A Column Electrified

This bit from Hal Foster The Return of the Real: The Avant-garde at the End of the Century has been reproduced with line breaks set at intervals similar to a newspaper column.

Out of similar symptoms
McLuhan arrives at a different
diagnosis. As in the spectacle of
Debord, so in "the global village"
of McLuhan: distance, spatial as
well as critical, is eclipsed. But
rather than separation, McLuhan
sees "retribalization," and rather
than criticality lost, he sees
distraction transvalued. Oblivious
to Benjamin, McLuhan develops
related ideas, often only to invert
them.
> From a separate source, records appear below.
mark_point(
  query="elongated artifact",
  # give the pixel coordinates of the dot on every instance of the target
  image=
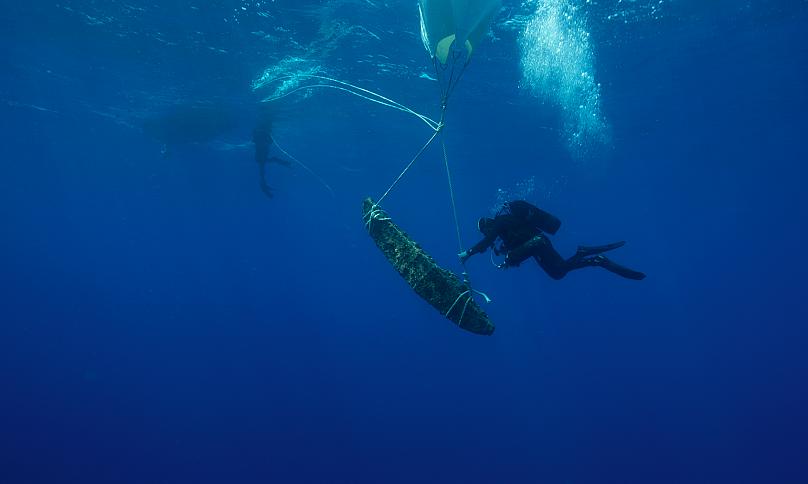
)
(437, 286)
For McLuhan new
technologies do not penetrate
the body "surgically" so much as
they extend it "electrically." Yet
like Benjamin he sees this
operation as double: technology
is both an excessive stimulus, a
shock to the body, and a
protective shield against such
stimulus-shock, with the stimulus
converted into the shield (which
then invites more stimulus, and
so on). […] Mcluhan sees this
extension as an ecstatic body
become electric, wired to the
world, and sometimes as a
"suicidal auto-amputation, as if
the central nervous system could
no longer depend on the physical
organs to be protective buffers
against the slings and arrows of
outrageous mechanism."
Hamlet be damned. Foster's choice of verb (seeing) to describe McLuhan's meditations on technology displays the latter's occularcentrism and it is but a step to an analysis of phallologocentrism. Foster continues with brio:
With these contradictory tropes of extension and amputation, McLuhan remains with the logic of technology as prosthesis — as a divine supplement to the body that threatens a demonic mutilation, or a glorious phallicization of the body that presupposes an horrific castration. Operative in different modernisms, this logic presumes both a male body and a split subject, a subject in lack (indeed, in McLuhan the subject remains a Hamlet wounded by slings and arrows).
Foster goes on to question whether or not we have today exceeded such a logic. A question for 1996. And a question for now?